As for sheep's milk, almost no one in the United States or anywhere else drinks it straight. It has twice the fat of cow's milk and human milk, making it too rich to be very appealing as a beverage. This fattiness endears it to the world's artsier cheesemakers, who find in sheep's milk a profound communicator of terroir.

"The sheep people are a weird bunch," says one chef, who wanted to remain anonymous so as not to offend his favorite cheesemaker. "Sheep are difficult to raise, and fickle. You don't get much yield, and the cheese isn't that popular, so you're talking about an eccentric person. It's very difficult."

Unpalatable fat and protein levels keep some milks off the shelves, but the difficulty of milking recalcitrant beasts can be no less an obstacle.
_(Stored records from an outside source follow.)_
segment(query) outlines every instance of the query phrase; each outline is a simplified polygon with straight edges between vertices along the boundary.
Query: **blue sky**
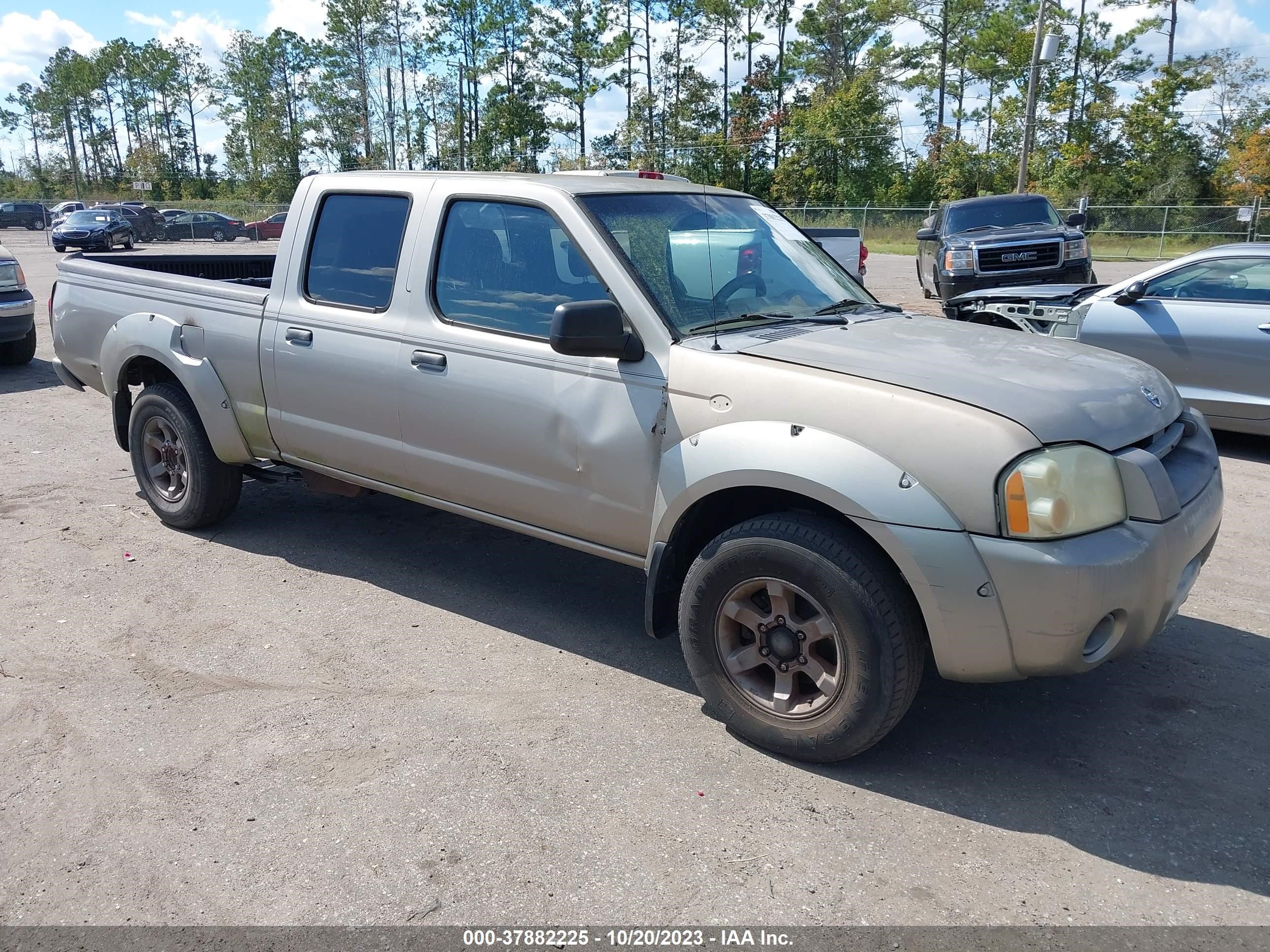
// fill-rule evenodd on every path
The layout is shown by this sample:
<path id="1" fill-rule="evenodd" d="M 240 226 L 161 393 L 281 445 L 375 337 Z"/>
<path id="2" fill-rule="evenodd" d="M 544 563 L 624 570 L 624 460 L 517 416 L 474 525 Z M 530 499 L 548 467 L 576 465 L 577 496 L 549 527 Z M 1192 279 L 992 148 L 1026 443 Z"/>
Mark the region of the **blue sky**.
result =
<path id="1" fill-rule="evenodd" d="M 1090 0 L 1096 8 L 1100 0 Z M 804 6 L 809 0 L 795 0 Z M 1073 9 L 1078 0 L 1062 0 Z M 38 3 L 38 0 L 10 0 L 0 14 L 0 99 L 20 83 L 33 83 L 47 57 L 61 46 L 80 52 L 91 50 L 107 39 L 127 37 L 145 42 L 152 37 L 170 41 L 182 37 L 201 46 L 206 58 L 216 65 L 220 51 L 235 29 L 268 32 L 274 27 L 287 27 L 295 32 L 316 37 L 323 32 L 323 0 L 221 0 L 215 8 L 184 6 L 183 0 L 112 0 L 110 3 L 75 0 L 74 3 Z M 1104 10 L 1104 17 L 1114 27 L 1125 29 L 1142 18 L 1143 6 Z M 654 27 L 654 36 L 664 34 Z M 898 42 L 921 41 L 921 30 L 912 24 L 895 29 Z M 1163 61 L 1166 38 L 1158 33 L 1147 34 L 1139 43 L 1144 52 Z M 1198 0 L 1182 3 L 1179 10 L 1179 53 L 1204 52 L 1231 47 L 1257 57 L 1260 65 L 1270 69 L 1270 0 Z M 698 69 L 721 77 L 723 55 L 718 46 L 692 51 Z M 739 67 L 733 69 L 733 76 Z M 1203 95 L 1203 94 L 1201 94 Z M 1205 108 L 1203 99 L 1187 103 L 1195 110 Z M 922 137 L 921 117 L 913 99 L 899 104 L 903 133 L 909 145 Z M 602 93 L 588 104 L 587 126 L 591 135 L 612 129 L 625 113 L 625 94 L 620 90 Z M 3 133 L 0 133 L 3 135 Z M 212 113 L 199 121 L 199 145 L 220 151 L 225 136 L 224 124 Z M 11 168 L 15 150 L 22 149 L 17 137 L 0 138 L 0 156 Z"/>

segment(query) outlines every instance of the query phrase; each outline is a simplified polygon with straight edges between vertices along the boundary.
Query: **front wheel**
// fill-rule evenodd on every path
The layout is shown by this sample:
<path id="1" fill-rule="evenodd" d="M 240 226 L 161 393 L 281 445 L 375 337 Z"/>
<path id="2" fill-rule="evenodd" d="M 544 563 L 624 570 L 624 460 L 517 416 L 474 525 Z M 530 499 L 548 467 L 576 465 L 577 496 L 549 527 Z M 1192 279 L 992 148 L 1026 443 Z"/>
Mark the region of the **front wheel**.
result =
<path id="1" fill-rule="evenodd" d="M 820 763 L 881 740 L 926 663 L 899 572 L 843 527 L 800 513 L 710 542 L 685 579 L 679 632 L 707 713 L 759 746 Z"/>
<path id="2" fill-rule="evenodd" d="M 168 526 L 198 529 L 237 506 L 241 467 L 216 458 L 198 410 L 175 383 L 146 387 L 133 404 L 128 452 L 141 493 Z"/>
<path id="3" fill-rule="evenodd" d="M 10 340 L 8 344 L 0 344 L 0 364 L 4 364 L 5 367 L 17 367 L 18 364 L 30 363 L 34 355 L 34 327 L 28 330 L 27 335 L 22 338 L 22 340 Z"/>

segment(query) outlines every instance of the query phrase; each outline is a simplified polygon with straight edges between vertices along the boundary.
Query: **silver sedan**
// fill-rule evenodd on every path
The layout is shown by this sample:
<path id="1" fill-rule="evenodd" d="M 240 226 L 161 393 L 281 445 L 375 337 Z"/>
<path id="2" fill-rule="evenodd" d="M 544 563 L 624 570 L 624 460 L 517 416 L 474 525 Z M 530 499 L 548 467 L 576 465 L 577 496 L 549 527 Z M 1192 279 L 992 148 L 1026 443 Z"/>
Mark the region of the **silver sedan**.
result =
<path id="1" fill-rule="evenodd" d="M 1080 340 L 1162 371 L 1214 429 L 1270 435 L 1270 244 L 1222 245 L 1110 284 Z"/>

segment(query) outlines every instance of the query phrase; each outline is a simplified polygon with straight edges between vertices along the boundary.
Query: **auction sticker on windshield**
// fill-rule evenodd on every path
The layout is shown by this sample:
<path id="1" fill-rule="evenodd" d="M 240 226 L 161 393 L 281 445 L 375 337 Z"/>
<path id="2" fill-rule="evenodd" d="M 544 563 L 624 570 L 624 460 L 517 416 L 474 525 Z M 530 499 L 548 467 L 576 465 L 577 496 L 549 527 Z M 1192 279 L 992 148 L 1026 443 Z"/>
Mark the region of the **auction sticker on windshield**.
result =
<path id="1" fill-rule="evenodd" d="M 752 204 L 749 207 L 753 208 L 754 213 L 759 218 L 762 218 L 765 222 L 767 222 L 772 227 L 772 231 L 775 231 L 782 239 L 787 239 L 790 241 L 806 241 L 808 240 L 806 235 L 804 235 L 801 231 L 799 231 L 798 228 L 795 228 L 775 208 L 768 208 L 767 206 L 763 206 L 763 204 Z"/>

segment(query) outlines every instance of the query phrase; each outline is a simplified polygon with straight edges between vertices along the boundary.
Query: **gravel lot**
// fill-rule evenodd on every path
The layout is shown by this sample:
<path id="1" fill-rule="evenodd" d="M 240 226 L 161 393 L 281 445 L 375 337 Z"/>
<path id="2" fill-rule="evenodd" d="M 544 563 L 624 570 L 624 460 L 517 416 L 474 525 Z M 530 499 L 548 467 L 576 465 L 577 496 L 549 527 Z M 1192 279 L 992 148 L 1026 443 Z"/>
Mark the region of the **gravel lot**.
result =
<path id="1" fill-rule="evenodd" d="M 42 314 L 56 255 L 10 248 Z M 1267 440 L 1220 439 L 1143 654 L 931 678 L 812 768 L 701 715 L 638 571 L 292 486 L 164 528 L 46 327 L 0 368 L 0 923 L 1270 923 Z"/>

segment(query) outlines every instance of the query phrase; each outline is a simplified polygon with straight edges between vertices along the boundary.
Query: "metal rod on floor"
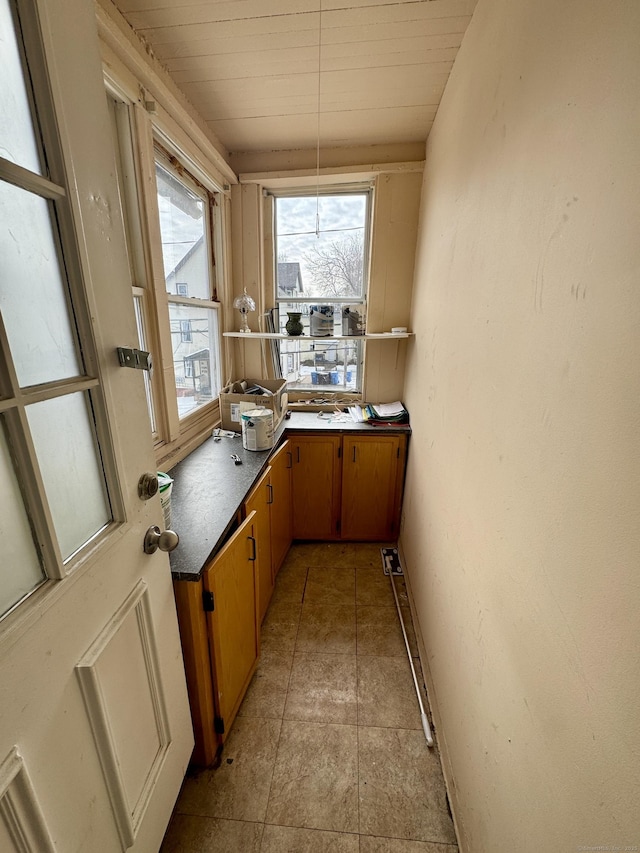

Consider water buffalo, which are raised in Campania, Italy, to make the otherworldly mozzarella di bufala but are otherwise little known in the West. Water buffalo are smart and watchful and have giant horns — in other words, they're dangerous — yet their milk has been a cornerstone of the most dairy-crazed cuisine in the world, that of India, for 1,000 years. Indian cooks use buffalo milk in cream sauces, boil and coagulate it for paneer, or reduce it to a paste called khoa that becomes the basis for desserts such as the rosewater-sweetened gulab jamun. The low availability of water-buffalo milk in the United States limits how authentic an Indian meal you can hope to have, and a few dairies are trying to fill the niche, but water buffalo are difficult animals for noobs to deal with.